We’ve manufactured and tested several design and engineering iterations of ORWL prototypes. We are now ready for the first production run. If this campaign successfully reaches its funding goal, we will start production and wrap up what BIOS development remains to make ORWL feature complete.
We (Design Shift) have years of experience in product design, engineering, and manufacturing, with full-time staff in both our Menlo Park and Taipei offices. Our manufacturing partner for ORWL is Taiwan-based Quanta Computer, one of the world’s largest computer manufacturers.
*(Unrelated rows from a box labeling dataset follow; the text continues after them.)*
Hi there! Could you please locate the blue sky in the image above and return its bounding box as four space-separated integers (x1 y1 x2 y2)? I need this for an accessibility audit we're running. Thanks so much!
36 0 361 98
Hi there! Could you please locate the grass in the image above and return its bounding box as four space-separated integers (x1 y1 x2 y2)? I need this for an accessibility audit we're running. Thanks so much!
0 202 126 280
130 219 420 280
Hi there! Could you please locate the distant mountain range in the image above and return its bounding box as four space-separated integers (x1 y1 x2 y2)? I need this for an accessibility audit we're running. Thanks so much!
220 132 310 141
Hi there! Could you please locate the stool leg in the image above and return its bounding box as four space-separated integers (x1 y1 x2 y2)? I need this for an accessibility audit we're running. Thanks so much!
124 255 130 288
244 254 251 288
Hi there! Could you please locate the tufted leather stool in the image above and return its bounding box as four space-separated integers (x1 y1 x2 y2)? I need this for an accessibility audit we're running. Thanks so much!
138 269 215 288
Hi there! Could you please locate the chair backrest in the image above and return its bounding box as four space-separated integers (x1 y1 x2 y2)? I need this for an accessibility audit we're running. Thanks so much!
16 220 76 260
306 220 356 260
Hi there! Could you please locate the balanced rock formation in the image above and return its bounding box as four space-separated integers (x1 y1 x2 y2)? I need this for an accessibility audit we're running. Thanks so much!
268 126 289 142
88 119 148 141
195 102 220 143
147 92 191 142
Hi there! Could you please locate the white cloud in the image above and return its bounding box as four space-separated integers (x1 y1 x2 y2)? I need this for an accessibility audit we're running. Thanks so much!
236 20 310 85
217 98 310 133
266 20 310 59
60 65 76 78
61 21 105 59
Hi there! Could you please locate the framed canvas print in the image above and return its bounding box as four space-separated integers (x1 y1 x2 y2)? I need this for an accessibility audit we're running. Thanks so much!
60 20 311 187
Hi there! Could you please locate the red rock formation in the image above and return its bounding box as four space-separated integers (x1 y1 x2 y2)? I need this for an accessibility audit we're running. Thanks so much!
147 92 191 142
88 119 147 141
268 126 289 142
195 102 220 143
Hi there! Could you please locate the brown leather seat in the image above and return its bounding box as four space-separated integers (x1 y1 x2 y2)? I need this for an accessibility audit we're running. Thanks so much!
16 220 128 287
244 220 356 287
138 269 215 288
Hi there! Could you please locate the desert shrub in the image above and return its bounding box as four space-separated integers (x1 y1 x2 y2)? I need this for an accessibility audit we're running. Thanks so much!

We are also working directly with many of our suppliers, such as Intel, STMicroelectronics, and Maxim.
Risks & Challenges
Our team and partners have copious experience mitigating the supply chain risks inherent in manufacturing any nontrivial product and have taken the same care with ORWL. On our website, you can see some of the products we’ve previously designed and brought to market, such as the X1 Digital Camera, Clover point-of-sale system, and the Robin by Nextbit smartphone.
The biggest risk in bringing ORWL to life is not whether it can be done, but how long it will take. We’ve laid out a conservative delivery schedule, but of course there may be surprises along the way that change that schedule. The biggest risk in this regard is the remaining BIOS development. While we have already made significant strides in the BIOS, there are some features that are not yet complete. In preparation for finishing the BIOS, we are currently in talks with a professional BIOS development team.
Regardless of how the production schedule evolves over time, we commit to publicly and transparently communicating ORWL’s production status together with updated estimates of the delivery schedule.